The Association for Computational Linguistics (ACL) is the premier international scientific and professional society for people working on computational problems involving human language; a field often referred to as Natural Language Processing (NLP). It rewards the best research papers in computational linguistics, worldwide. It is a significant reference for experts in NLP and Machine Translation in general.
Neural translation models are the new state-of-the-art in machine translation.They can generate excellent quality translations if they are generic. However, when we want to translate specialised texts (in our case, finance), difficulties arise: neural models do not allow us to create explicit source-target links between translations. As a result, we do not know how to “impose” the translation of one term by another using neural translation models.
It is particularly problematic when translating texts from specialised domains such as finance. Here, specific terminologies must be respected to generate appropriate translations. The objective of our research paper is to propose a solution to this problem. We have proposed a new method to integrate terminology constraints into neural translation models. It is based on two main components. First, an increase of the training data. Second, an improvement of the objective function (cross-entropy) to consider the constraints. Our results show that the proposed method considers the terminology constraints and generates better translations than traditional neural methods.

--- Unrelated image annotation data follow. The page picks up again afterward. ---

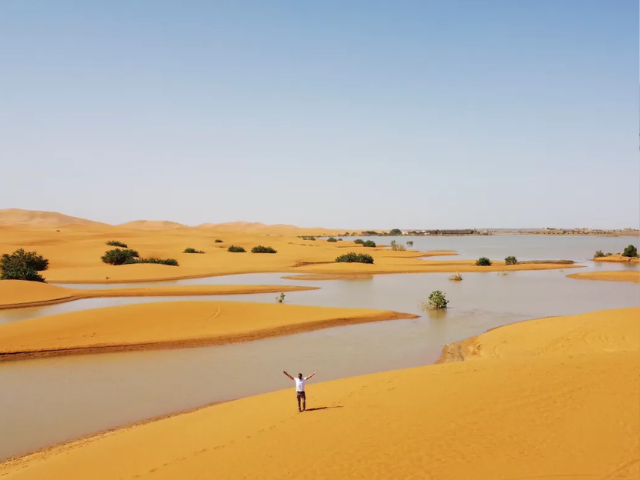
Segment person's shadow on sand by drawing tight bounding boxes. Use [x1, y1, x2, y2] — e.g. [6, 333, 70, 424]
[305, 405, 343, 412]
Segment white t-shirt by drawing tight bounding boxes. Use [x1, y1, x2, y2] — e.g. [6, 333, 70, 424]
[294, 377, 309, 392]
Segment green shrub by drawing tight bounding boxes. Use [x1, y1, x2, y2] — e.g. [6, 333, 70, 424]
[336, 252, 373, 263]
[102, 248, 139, 265]
[0, 248, 49, 282]
[423, 290, 449, 310]
[107, 240, 128, 248]
[251, 245, 278, 253]
[391, 240, 406, 252]
[125, 257, 179, 267]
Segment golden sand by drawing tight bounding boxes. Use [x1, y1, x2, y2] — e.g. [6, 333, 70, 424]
[0, 280, 318, 310]
[0, 222, 572, 283]
[593, 253, 640, 263]
[0, 308, 640, 480]
[567, 270, 640, 283]
[0, 301, 416, 361]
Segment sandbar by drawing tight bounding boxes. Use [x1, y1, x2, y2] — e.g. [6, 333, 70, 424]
[567, 270, 640, 283]
[0, 302, 417, 361]
[0, 308, 640, 480]
[0, 280, 318, 310]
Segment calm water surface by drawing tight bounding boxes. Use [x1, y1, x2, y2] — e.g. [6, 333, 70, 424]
[0, 237, 640, 458]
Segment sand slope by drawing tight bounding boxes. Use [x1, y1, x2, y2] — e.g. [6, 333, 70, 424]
[0, 309, 640, 480]
[0, 208, 105, 227]
[567, 270, 640, 283]
[0, 280, 317, 310]
[0, 302, 416, 361]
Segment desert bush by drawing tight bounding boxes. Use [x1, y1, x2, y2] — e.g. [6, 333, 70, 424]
[125, 257, 179, 267]
[107, 240, 128, 248]
[101, 248, 139, 265]
[0, 248, 49, 282]
[336, 252, 373, 263]
[251, 245, 278, 253]
[423, 290, 449, 310]
[476, 257, 491, 267]
[391, 240, 406, 252]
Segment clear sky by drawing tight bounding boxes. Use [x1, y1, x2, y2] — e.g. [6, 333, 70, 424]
[0, 0, 640, 228]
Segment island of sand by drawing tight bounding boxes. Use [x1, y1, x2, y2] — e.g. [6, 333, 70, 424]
[0, 302, 417, 361]
[0, 308, 640, 480]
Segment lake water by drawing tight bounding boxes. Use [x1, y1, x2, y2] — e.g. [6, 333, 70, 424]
[0, 236, 640, 458]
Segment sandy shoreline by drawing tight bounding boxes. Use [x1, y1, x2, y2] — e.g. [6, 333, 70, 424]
[0, 280, 318, 310]
[0, 302, 417, 362]
[0, 308, 640, 480]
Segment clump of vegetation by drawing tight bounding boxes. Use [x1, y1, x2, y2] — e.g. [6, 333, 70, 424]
[0, 248, 49, 282]
[102, 248, 140, 265]
[391, 240, 406, 252]
[107, 240, 129, 248]
[476, 257, 491, 267]
[251, 245, 278, 253]
[126, 257, 179, 267]
[336, 252, 373, 263]
[422, 290, 449, 310]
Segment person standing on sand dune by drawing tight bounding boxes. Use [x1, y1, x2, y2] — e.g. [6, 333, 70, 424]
[282, 370, 316, 412]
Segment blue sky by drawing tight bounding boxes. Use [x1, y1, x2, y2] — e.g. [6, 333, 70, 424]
[0, 0, 640, 228]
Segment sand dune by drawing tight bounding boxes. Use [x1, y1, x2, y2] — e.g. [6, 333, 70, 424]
[0, 280, 317, 310]
[0, 208, 105, 227]
[0, 309, 640, 480]
[567, 270, 640, 283]
[0, 302, 416, 361]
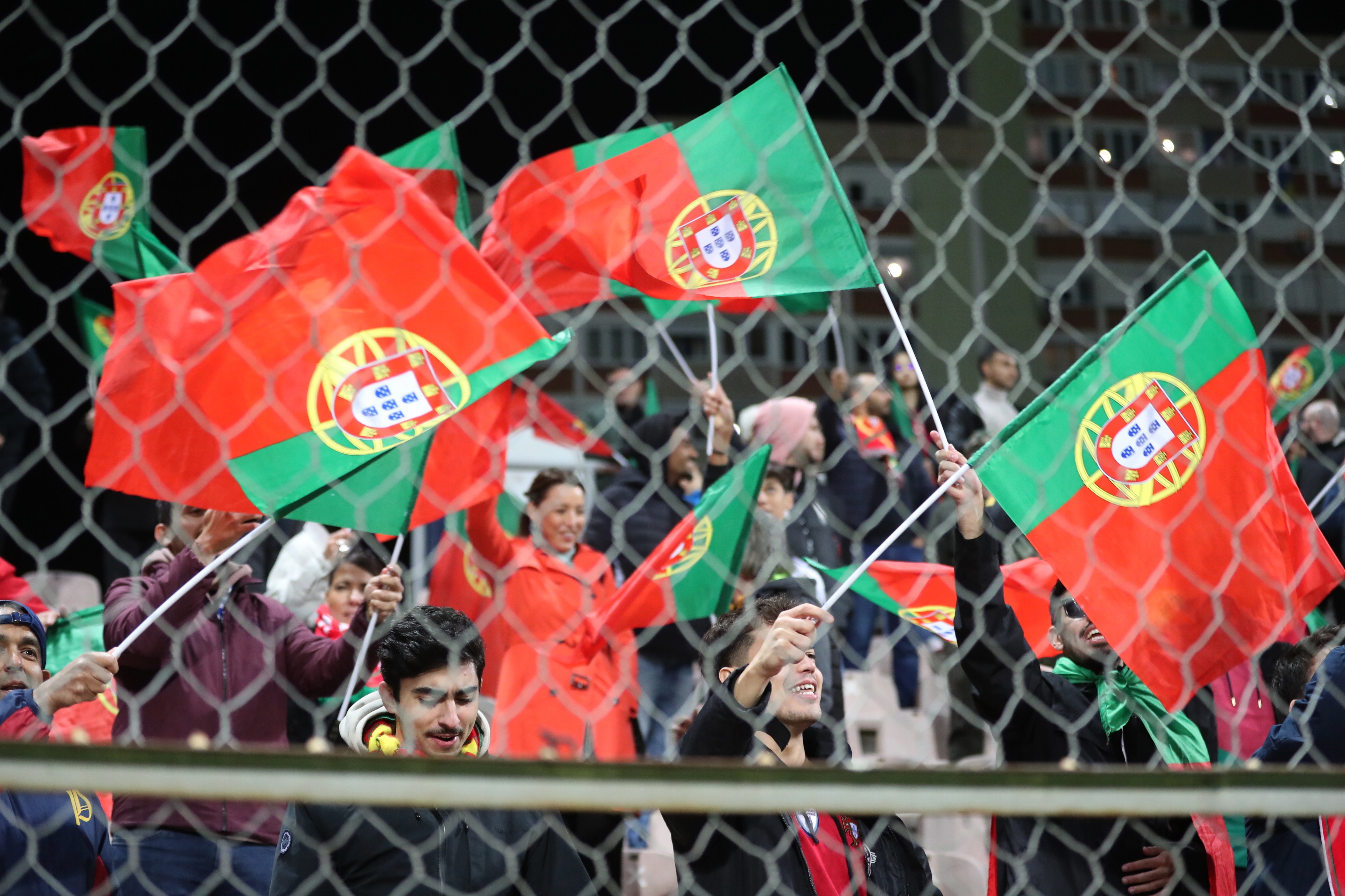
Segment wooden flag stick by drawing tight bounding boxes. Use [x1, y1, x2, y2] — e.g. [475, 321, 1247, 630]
[822, 464, 971, 609]
[654, 320, 695, 382]
[827, 306, 846, 370]
[109, 519, 276, 659]
[336, 535, 406, 721]
[878, 280, 948, 445]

Over the past ten years, our teams have developed methods to offer the best specialised machine translation engines in finance. Yet, terminology control remains an open field of research. For example, our clients often ask us to impose certain translations on specific terms.
It will soon be possible thanks to our research. They will be able to load a bilingual lexicon specific to their company or their team’s needs. And therfore, the interface will systematically return the desired translation, considering the constraints imposed.